Si l’on étudie les différentes éditions annuelles du WEO, on note que les projections d’approvisionnement mondial en pétrole ont été revues à la baisse en trois grandes étapes : 2001-2002, 2007-2008 et 2009-2010. Les estimations sont reparties à la hausse après 2010. Une analyse plus fine des données indique que les révisions à la baisse sont liées à la production de l’OPEP, tandis que les projections hors OPEP sont demeurées relativement stables.

Comment ces projections ont-elles résisté à l’épreuve des faits? Dans l’ensemble, l’erreur moyenne est un peu plus élevée dans les scénarios anciens (2000-2007) que dans les plus récents (2008-1015). Il apparaît aussi que les projections ont été plus précises pour le pétrole conventionnel que pour le non conventionnel.

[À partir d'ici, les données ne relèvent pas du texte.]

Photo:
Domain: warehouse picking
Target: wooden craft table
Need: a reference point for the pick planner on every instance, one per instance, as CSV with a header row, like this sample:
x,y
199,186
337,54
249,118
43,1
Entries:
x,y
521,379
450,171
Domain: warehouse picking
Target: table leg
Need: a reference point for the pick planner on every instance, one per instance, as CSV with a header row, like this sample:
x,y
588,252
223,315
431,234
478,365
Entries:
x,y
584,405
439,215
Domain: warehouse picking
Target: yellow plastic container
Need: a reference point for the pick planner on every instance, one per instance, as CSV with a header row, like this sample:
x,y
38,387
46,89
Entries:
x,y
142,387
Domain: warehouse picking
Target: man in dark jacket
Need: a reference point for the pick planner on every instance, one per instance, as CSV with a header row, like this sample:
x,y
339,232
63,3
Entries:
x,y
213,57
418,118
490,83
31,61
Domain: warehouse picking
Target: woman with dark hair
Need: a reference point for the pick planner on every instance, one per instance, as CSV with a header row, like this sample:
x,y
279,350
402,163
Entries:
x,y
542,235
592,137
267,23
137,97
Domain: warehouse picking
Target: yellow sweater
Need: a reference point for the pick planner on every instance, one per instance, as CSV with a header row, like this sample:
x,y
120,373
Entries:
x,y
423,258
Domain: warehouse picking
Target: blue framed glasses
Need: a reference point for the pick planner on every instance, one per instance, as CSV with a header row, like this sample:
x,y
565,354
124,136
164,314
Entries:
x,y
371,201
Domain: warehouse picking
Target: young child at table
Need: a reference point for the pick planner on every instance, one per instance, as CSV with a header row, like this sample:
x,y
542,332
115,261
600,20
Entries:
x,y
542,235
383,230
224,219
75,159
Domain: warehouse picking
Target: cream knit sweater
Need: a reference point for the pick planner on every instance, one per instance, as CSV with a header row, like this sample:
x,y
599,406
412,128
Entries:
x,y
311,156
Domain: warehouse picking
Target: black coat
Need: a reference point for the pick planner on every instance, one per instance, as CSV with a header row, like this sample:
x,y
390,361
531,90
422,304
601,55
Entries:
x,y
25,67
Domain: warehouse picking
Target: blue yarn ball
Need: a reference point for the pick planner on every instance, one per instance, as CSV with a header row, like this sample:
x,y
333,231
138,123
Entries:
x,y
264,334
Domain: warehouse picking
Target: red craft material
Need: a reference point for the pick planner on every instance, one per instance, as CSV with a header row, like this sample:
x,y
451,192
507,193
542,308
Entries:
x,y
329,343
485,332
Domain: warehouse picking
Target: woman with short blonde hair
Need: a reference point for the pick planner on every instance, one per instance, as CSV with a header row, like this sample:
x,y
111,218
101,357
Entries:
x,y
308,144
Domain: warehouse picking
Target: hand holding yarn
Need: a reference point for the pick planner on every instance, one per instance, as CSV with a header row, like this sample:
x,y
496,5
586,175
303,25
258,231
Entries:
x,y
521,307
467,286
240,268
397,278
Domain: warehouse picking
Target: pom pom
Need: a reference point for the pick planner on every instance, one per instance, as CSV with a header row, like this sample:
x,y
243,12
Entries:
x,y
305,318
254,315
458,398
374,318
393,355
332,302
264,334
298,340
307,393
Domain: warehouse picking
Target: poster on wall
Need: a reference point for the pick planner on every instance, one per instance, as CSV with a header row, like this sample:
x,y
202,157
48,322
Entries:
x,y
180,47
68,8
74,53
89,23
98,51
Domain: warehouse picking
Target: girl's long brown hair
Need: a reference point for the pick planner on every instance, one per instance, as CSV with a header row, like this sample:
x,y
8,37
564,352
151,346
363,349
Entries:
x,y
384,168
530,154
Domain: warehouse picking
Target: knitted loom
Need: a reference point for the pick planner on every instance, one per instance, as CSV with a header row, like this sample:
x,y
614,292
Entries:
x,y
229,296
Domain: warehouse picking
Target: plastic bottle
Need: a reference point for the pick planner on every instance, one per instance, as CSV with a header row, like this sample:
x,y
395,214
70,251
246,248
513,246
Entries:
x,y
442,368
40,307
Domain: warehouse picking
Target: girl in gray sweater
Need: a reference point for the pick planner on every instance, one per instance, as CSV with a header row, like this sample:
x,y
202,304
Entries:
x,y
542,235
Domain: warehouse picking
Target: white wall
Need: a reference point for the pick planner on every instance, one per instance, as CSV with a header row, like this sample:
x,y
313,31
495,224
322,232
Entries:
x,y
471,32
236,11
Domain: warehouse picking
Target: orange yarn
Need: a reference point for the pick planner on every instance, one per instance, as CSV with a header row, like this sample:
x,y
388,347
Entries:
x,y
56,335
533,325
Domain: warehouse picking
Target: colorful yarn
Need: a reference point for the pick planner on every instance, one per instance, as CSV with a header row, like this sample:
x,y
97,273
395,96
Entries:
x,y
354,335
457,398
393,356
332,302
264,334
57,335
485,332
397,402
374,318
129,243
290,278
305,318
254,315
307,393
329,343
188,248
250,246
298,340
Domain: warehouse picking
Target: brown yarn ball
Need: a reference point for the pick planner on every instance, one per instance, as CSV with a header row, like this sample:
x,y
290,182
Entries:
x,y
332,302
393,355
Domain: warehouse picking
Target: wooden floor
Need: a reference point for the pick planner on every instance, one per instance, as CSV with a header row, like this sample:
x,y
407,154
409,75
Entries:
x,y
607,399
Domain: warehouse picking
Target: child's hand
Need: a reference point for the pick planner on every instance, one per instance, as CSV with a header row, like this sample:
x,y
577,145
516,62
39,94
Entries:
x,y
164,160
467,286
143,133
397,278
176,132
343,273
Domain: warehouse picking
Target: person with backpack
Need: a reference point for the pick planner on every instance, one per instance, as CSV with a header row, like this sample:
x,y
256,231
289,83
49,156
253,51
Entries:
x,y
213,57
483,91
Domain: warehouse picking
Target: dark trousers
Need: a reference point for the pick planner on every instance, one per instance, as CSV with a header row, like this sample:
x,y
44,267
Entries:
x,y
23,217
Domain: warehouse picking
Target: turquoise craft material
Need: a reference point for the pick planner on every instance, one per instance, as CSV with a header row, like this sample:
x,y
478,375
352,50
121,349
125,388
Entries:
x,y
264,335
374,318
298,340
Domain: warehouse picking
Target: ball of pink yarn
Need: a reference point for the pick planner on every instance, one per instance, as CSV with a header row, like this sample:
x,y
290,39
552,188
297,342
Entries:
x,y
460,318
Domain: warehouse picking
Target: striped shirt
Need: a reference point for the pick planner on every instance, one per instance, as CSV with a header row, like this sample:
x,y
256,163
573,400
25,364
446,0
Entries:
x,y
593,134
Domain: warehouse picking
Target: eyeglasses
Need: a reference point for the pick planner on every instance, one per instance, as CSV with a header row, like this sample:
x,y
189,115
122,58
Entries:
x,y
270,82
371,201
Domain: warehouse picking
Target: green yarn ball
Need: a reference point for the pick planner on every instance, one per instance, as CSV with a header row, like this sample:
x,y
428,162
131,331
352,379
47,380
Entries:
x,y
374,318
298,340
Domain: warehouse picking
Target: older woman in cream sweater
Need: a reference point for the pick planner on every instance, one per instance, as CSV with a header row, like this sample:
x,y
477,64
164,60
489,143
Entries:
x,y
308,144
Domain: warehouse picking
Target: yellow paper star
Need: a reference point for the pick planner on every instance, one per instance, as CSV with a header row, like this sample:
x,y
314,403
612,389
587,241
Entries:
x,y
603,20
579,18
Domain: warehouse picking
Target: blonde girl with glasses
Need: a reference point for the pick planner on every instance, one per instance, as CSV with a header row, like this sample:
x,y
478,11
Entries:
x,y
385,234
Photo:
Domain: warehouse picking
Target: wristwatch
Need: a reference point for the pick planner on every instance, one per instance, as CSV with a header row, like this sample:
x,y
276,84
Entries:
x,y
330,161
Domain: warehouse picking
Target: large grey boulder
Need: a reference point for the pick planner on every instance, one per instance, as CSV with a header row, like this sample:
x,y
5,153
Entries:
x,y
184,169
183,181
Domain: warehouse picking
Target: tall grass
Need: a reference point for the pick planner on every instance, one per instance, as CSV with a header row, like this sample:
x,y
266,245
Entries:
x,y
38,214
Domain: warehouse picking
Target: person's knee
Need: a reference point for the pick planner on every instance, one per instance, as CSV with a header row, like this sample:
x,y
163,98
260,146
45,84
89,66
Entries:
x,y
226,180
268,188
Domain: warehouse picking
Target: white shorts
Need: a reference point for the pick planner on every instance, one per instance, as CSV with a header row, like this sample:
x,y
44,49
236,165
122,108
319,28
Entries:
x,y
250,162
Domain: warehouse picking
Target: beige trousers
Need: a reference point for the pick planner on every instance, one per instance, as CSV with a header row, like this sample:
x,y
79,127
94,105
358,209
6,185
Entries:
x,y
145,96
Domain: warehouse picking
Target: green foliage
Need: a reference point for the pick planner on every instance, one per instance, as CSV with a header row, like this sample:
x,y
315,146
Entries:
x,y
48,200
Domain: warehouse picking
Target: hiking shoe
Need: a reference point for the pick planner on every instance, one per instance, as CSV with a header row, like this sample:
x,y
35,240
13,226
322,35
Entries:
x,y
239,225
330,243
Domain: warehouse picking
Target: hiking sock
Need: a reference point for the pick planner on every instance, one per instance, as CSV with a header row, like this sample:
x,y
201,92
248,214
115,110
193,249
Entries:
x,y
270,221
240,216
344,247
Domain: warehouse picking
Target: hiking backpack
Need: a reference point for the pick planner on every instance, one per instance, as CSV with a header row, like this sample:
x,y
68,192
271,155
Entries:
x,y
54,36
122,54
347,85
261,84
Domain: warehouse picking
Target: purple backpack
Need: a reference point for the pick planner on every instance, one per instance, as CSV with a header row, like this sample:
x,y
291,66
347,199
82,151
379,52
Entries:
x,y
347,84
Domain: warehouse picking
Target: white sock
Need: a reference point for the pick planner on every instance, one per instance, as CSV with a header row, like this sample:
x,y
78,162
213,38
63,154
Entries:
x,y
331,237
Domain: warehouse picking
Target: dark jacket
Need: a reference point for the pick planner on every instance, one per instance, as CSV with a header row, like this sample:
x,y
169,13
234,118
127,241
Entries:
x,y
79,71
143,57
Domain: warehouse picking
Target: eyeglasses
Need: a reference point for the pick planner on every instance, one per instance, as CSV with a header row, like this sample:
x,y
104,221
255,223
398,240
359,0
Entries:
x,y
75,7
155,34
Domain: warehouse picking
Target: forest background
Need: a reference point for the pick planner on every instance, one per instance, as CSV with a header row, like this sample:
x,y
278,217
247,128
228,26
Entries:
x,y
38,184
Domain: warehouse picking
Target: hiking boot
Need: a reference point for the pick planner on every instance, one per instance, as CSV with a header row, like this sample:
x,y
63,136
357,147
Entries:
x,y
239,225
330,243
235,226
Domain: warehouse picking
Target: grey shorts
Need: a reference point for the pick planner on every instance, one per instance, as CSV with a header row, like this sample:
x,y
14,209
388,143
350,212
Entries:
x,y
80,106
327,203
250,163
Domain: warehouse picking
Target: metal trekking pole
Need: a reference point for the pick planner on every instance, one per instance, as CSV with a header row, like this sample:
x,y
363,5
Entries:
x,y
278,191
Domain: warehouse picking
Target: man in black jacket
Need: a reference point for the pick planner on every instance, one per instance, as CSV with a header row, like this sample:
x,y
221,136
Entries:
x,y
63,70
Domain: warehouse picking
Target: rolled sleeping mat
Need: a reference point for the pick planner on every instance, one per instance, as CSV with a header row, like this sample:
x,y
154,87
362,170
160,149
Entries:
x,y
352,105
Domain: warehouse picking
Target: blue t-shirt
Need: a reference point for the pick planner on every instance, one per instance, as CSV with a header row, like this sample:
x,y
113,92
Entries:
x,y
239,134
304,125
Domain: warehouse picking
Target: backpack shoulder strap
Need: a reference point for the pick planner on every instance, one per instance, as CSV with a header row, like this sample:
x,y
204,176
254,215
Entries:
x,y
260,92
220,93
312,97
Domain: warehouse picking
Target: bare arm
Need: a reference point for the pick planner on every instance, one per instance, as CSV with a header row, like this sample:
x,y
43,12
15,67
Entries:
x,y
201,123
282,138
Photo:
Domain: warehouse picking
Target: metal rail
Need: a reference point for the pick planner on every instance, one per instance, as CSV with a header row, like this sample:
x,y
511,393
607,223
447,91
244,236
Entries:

Enfin, dans la catégorie du conventionnel, les projections concernant l’OPEP ont été moins précises que celles visant la production hors OPEP.

En ce qui concerne l’ensemble de la production mondiale, l’erreur moyenne est de 4 % sur un horizon de cinq ans et de 7 % sur dix ans. Les scénarios récents présentent une erreur de 3,7 % sur cinq ans. Les scénarios anciens comportent 12 % de sous-estimations, 1 % de scénarios neutres et 87 % de surestimations. Les scénarios récents comportent 64 % de sous-estimations, 11 % de scénarios neutres et 25 % de surestimations.
Les projections relatives à la production mondiale de pétrole conventionnel affichent des tendances similaires. L’erreur moyenne est de 3,3 et de 9,2 % sur des horizons de cinq et dix ans, mais de 2,8 % seulement pour les scénarios sur cinq ans les plus récents. L’erreur moyenne pour la production de l’OPEP est de 8,9 et 13,7 % pour cinq et dix ans, mais de 4,8 et 6,5 % seulement pour la production hors OPEP. L’erreur dépasse 30 % pour les projections sur plus de dix ans concernant l’OPEP.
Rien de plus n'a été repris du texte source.